"
"It is too true," replied Mrs. Sandford. "The poor child came to see
me in answer to an advertisement."
"Have you engaged her?"
"No. She is too young and inexperienced for the place. But something
must be done for her."
"What? Have you thought out anything? You may count on my sympathy
and co-operation."
"The first thing to be done," replied Mrs. Sandford, "is to lift her
out of her present wretched condition. She must not be left where
she is, burdened with the support of her drunken and debased father.
She is too weak for that--too young and beautiful and innocent to be
left amid the temptations and sorrows of a life such as she must
lead if no one comes to her rescue."
"But what will become of her father if you remove his child from
him?" asked Mrs. Birtwell.
Her voice betrayed concern. The carriage stopped at the residence of
Mrs. Sandford, and the two ladies went in.
"What will become of her wretched father?"

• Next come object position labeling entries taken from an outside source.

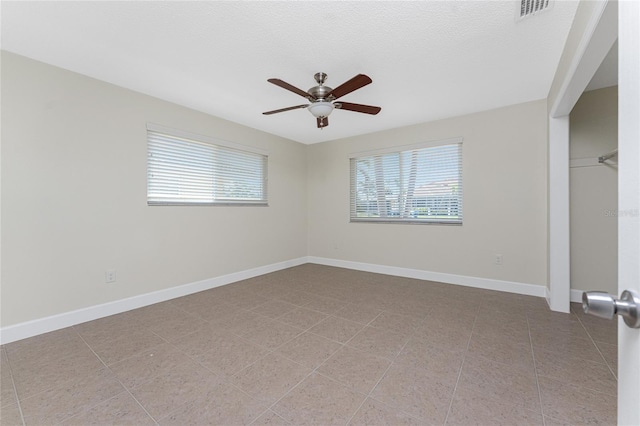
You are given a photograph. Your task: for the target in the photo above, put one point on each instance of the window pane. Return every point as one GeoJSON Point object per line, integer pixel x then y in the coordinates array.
{"type": "Point", "coordinates": [184, 171]}
{"type": "Point", "coordinates": [419, 185]}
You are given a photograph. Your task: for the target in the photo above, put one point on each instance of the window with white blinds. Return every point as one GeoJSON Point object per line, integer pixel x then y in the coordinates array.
{"type": "Point", "coordinates": [418, 185]}
{"type": "Point", "coordinates": [184, 169]}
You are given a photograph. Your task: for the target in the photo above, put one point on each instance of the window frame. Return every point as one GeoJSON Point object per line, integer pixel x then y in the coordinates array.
{"type": "Point", "coordinates": [202, 140]}
{"type": "Point", "coordinates": [399, 150]}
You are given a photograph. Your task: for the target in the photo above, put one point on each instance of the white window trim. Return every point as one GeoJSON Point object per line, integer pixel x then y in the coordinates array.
{"type": "Point", "coordinates": [396, 149]}
{"type": "Point", "coordinates": [152, 127]}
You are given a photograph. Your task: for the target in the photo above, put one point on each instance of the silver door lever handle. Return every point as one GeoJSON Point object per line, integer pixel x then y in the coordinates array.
{"type": "Point", "coordinates": [604, 305]}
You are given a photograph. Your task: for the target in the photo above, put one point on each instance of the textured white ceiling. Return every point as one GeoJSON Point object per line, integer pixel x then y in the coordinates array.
{"type": "Point", "coordinates": [428, 59]}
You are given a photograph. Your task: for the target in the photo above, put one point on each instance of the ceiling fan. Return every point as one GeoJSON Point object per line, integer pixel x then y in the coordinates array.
{"type": "Point", "coordinates": [322, 97]}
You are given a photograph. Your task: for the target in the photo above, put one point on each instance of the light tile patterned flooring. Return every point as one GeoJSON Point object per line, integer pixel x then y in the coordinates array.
{"type": "Point", "coordinates": [320, 345]}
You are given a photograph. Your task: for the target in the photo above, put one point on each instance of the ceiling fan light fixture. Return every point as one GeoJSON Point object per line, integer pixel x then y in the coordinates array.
{"type": "Point", "coordinates": [320, 109]}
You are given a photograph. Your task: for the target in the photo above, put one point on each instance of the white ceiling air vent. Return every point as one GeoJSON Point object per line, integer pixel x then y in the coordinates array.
{"type": "Point", "coordinates": [529, 8]}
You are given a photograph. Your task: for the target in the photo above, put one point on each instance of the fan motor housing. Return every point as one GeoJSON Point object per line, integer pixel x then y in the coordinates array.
{"type": "Point", "coordinates": [320, 92]}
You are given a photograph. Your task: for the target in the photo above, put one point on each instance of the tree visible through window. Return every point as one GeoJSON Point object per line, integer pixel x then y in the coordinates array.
{"type": "Point", "coordinates": [416, 185]}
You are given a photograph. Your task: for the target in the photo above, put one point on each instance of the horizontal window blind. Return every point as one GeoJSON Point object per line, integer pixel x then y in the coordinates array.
{"type": "Point", "coordinates": [415, 185]}
{"type": "Point", "coordinates": [185, 171]}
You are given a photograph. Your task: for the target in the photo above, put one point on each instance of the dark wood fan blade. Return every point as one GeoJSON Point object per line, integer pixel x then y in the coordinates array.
{"type": "Point", "coordinates": [355, 83]}
{"type": "Point", "coordinates": [289, 87]}
{"type": "Point", "coordinates": [285, 109]}
{"type": "Point", "coordinates": [322, 122]}
{"type": "Point", "coordinates": [367, 109]}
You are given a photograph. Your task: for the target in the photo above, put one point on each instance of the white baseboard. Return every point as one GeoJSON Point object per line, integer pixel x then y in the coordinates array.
{"type": "Point", "coordinates": [485, 283]}
{"type": "Point", "coordinates": [55, 322]}
{"type": "Point", "coordinates": [67, 319]}
{"type": "Point", "coordinates": [576, 296]}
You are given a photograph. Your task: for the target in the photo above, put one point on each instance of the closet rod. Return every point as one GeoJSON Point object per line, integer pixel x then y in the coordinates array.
{"type": "Point", "coordinates": [605, 157]}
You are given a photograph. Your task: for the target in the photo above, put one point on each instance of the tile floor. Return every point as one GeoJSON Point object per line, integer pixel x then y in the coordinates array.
{"type": "Point", "coordinates": [320, 345]}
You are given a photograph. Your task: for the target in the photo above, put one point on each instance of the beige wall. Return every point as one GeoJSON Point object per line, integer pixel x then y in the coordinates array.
{"type": "Point", "coordinates": [594, 192]}
{"type": "Point", "coordinates": [505, 200]}
{"type": "Point", "coordinates": [74, 197]}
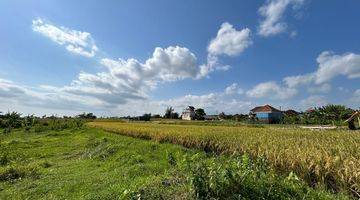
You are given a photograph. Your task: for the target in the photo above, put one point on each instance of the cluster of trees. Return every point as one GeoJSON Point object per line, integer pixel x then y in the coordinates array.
{"type": "Point", "coordinates": [170, 114]}
{"type": "Point", "coordinates": [329, 114]}
{"type": "Point", "coordinates": [14, 120]}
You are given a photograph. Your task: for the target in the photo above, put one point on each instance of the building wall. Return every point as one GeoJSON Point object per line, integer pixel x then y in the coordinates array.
{"type": "Point", "coordinates": [188, 115]}
{"type": "Point", "coordinates": [266, 117]}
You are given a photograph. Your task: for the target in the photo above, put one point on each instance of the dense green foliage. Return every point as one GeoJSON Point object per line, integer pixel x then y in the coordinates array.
{"type": "Point", "coordinates": [92, 164]}
{"type": "Point", "coordinates": [330, 114]}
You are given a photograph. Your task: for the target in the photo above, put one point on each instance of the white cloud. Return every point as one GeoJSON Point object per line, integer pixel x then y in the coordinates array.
{"type": "Point", "coordinates": [212, 103]}
{"type": "Point", "coordinates": [130, 79]}
{"type": "Point", "coordinates": [331, 65]}
{"type": "Point", "coordinates": [313, 101]}
{"type": "Point", "coordinates": [324, 88]}
{"type": "Point", "coordinates": [230, 41]}
{"type": "Point", "coordinates": [273, 13]}
{"type": "Point", "coordinates": [271, 90]}
{"type": "Point", "coordinates": [75, 41]}
{"type": "Point", "coordinates": [233, 89]}
{"type": "Point", "coordinates": [211, 66]}
{"type": "Point", "coordinates": [295, 81]}
{"type": "Point", "coordinates": [356, 98]}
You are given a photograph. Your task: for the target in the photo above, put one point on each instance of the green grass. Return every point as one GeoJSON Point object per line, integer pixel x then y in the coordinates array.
{"type": "Point", "coordinates": [94, 164]}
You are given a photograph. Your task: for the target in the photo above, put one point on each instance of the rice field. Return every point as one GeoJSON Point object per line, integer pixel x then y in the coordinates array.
{"type": "Point", "coordinates": [329, 159]}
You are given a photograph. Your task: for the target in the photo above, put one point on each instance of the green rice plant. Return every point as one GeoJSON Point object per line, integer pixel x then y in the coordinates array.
{"type": "Point", "coordinates": [329, 159]}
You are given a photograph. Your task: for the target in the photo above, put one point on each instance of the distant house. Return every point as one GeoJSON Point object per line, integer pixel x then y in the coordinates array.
{"type": "Point", "coordinates": [211, 117]}
{"type": "Point", "coordinates": [351, 120]}
{"type": "Point", "coordinates": [188, 113]}
{"type": "Point", "coordinates": [266, 114]}
{"type": "Point", "coordinates": [291, 113]}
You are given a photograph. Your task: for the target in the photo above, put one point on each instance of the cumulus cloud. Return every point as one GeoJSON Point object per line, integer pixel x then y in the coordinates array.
{"type": "Point", "coordinates": [324, 88]}
{"type": "Point", "coordinates": [233, 89]}
{"type": "Point", "coordinates": [212, 103]}
{"type": "Point", "coordinates": [356, 98]}
{"type": "Point", "coordinates": [273, 13]}
{"type": "Point", "coordinates": [131, 79]}
{"type": "Point", "coordinates": [331, 65]}
{"type": "Point", "coordinates": [313, 101]}
{"type": "Point", "coordinates": [76, 42]}
{"type": "Point", "coordinates": [13, 96]}
{"type": "Point", "coordinates": [271, 90]}
{"type": "Point", "coordinates": [230, 41]}
{"type": "Point", "coordinates": [295, 81]}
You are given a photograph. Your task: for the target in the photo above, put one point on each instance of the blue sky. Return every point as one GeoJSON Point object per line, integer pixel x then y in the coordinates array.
{"type": "Point", "coordinates": [131, 57]}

Mrs. Birtwell repeated her question as they entered the parlors.
"He is beyond our reach," was answered. "When a man falls so low,
the case is hopeless. He is the slave of an appetite that never
gives up its victims. It is a sad and a sorrowful thing, I know, to
abandon all efforts to save a human soul, to see it go drafting off
into the rapids with the sound of the cataract in your ears, and it
is still more sad and sorrowful to be obliged to hold back the
loving ones who could only perish in their vain attempts at rescue.